Six Imax movies this year are set to use Imax special formatting without using the cameras, up from just one in 2016: Marvel’s Doctor Strange.
Other specialty cinema companies are also working more closely with filmmakers. But Imax has been in the game for much longer. For decades, Imax cameras, first developed in1976, were primarily used by documentary filmmakers and NASA astronauts for educational films screened in science centres and museums, long before they were used on Hollywood sets. The cameras went far below sea level to shoot the Titanic and they’ve been used in space more than two dozen times. But that’s not to say they’re invincible. One was severely damaged during production of The Dark Knight Rises when the Catwoman stunt driver crashed into it with a motorcycle.

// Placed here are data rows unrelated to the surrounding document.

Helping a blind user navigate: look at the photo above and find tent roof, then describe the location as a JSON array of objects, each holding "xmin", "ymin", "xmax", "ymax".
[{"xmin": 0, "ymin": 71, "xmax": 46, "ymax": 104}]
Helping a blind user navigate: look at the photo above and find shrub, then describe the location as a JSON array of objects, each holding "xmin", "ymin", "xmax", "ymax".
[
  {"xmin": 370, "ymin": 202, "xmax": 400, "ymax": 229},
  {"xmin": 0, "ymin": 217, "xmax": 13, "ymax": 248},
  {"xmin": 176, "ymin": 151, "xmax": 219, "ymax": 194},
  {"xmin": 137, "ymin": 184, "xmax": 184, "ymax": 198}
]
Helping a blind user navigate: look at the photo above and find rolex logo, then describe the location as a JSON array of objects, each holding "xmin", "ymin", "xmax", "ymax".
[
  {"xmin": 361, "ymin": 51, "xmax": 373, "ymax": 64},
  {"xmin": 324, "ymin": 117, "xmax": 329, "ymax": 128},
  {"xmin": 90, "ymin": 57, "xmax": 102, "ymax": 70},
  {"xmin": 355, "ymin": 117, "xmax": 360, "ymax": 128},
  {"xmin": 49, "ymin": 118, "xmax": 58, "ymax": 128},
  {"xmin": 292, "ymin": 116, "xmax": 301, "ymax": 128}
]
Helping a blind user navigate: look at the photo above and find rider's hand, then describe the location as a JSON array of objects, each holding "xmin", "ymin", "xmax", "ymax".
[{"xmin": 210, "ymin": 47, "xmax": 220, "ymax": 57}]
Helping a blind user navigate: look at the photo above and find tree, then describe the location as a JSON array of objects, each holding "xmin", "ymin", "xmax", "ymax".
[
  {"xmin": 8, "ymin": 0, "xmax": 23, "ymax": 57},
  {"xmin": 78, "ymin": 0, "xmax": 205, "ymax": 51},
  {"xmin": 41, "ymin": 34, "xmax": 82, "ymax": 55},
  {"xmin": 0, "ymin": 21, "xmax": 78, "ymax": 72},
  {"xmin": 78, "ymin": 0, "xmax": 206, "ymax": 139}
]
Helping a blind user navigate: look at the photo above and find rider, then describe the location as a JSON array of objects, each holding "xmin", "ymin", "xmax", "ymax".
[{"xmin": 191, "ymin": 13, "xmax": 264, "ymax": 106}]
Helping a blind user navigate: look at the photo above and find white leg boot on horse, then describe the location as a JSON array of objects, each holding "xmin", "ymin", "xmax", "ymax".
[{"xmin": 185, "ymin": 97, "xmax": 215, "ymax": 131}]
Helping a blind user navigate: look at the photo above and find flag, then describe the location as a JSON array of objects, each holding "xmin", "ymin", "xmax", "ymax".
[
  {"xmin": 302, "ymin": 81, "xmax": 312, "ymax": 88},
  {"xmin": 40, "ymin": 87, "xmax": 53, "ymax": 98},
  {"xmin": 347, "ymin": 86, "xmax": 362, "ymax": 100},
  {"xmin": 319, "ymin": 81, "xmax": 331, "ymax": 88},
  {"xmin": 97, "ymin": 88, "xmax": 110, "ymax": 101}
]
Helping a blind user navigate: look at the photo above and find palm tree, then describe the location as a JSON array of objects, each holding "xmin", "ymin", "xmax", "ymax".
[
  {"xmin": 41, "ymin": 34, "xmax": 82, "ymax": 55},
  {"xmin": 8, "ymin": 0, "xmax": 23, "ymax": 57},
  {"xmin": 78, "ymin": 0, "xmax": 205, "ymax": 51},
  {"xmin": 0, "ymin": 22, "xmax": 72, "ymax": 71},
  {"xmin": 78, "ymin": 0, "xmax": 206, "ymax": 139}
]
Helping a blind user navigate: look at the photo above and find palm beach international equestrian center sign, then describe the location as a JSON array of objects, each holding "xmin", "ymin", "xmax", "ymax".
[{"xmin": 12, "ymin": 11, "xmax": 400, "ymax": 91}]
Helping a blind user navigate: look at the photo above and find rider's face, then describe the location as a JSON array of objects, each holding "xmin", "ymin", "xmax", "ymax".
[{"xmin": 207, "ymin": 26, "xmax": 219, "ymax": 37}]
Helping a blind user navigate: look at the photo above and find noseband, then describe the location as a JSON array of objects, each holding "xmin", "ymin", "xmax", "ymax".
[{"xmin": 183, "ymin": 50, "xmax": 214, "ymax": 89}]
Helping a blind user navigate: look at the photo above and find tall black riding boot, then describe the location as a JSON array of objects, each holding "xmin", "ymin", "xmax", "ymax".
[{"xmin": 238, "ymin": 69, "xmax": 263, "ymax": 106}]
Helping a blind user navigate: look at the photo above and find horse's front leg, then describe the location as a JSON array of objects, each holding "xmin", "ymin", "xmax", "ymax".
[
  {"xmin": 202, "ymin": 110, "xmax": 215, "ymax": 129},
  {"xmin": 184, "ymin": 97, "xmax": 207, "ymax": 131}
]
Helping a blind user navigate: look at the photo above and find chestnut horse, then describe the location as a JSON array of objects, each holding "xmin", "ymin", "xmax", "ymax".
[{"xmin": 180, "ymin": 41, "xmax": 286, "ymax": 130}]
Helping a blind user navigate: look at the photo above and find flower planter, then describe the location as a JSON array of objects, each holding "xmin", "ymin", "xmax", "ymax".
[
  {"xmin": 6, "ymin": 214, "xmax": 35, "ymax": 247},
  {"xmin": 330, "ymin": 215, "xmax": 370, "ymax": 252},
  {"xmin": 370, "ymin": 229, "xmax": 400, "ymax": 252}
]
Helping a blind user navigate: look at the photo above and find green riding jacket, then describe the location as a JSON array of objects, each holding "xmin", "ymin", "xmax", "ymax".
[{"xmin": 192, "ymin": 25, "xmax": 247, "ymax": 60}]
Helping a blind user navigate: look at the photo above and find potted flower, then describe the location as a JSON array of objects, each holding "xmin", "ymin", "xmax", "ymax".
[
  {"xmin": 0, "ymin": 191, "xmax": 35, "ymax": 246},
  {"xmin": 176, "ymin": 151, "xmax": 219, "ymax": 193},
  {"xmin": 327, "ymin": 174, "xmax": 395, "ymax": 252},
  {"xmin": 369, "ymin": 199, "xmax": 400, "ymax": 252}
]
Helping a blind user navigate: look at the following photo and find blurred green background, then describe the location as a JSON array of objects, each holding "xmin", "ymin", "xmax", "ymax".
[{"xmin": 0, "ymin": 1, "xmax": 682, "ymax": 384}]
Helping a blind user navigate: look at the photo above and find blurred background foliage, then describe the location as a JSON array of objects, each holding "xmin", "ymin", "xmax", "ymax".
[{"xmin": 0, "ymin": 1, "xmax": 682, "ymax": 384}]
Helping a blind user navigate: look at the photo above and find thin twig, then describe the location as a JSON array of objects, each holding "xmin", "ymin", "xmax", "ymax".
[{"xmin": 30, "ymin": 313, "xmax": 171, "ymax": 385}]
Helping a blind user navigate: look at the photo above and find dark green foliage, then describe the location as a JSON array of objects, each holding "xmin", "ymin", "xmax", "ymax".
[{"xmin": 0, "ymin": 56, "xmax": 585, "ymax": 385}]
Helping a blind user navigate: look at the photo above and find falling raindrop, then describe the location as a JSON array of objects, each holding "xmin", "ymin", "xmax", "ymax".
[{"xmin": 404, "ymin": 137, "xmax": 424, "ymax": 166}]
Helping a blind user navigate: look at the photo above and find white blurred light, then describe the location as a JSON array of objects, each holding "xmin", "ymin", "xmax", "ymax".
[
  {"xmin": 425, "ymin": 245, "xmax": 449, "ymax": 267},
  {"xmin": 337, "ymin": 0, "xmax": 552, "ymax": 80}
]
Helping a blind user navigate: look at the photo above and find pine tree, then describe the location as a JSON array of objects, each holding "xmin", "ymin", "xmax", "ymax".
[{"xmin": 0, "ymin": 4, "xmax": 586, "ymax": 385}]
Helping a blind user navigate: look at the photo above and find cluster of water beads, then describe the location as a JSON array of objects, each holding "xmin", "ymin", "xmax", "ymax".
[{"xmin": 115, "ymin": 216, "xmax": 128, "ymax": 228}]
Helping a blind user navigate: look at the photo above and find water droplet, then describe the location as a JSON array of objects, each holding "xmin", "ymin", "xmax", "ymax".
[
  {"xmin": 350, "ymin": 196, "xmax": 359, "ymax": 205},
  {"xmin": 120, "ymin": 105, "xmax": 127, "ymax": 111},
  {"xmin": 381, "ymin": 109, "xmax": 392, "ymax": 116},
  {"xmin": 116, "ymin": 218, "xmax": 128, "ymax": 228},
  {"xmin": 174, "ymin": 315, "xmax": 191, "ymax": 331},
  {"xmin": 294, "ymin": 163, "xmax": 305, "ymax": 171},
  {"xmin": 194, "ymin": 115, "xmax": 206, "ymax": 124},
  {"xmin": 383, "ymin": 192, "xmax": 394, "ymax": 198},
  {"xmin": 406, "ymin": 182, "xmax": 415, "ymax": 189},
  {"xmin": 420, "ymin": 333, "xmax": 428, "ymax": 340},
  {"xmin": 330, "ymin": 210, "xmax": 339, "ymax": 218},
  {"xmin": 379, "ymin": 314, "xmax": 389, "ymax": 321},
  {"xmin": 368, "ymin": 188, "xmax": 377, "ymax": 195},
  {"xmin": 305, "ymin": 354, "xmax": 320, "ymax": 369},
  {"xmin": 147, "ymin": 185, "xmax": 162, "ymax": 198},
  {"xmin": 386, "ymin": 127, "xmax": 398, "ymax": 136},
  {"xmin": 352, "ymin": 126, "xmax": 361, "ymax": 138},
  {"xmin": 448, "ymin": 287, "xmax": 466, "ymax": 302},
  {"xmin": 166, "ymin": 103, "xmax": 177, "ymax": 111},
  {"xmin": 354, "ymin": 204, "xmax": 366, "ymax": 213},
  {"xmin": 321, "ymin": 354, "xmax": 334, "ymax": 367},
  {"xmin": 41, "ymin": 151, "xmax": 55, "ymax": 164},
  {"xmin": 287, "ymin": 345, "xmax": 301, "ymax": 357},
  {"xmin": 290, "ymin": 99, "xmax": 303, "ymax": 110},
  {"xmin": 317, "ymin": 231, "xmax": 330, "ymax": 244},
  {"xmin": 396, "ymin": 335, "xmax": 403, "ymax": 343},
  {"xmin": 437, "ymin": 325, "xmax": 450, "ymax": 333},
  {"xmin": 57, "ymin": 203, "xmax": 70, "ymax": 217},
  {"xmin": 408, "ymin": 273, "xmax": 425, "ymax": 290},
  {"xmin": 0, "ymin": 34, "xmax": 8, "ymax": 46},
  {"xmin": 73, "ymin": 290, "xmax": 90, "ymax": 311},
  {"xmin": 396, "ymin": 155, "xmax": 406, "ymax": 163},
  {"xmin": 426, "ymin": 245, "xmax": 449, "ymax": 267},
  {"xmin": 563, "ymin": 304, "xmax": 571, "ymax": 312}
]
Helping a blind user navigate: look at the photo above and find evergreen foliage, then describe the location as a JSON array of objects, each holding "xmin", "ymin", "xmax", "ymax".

Imax cameras can present unique challenges for directors. Particular lenses are difficult to come by and directors have gone to extremes to procure them, sometimes retrofitting existing parts. Additionally, the film cameras, of which there are only 10 in the world, are much louder than traditional cameras, making it difficult to pick up live sound on set.
“The machinery inside is so much louder, but the image makes it all worth it,” said Bryan Burk, who produced movies including Mission: Impossible — Ghost Protocol and The Force Awakens with Abrams. “I can’t imagine doing one of these big Hollywood films without using Imax.”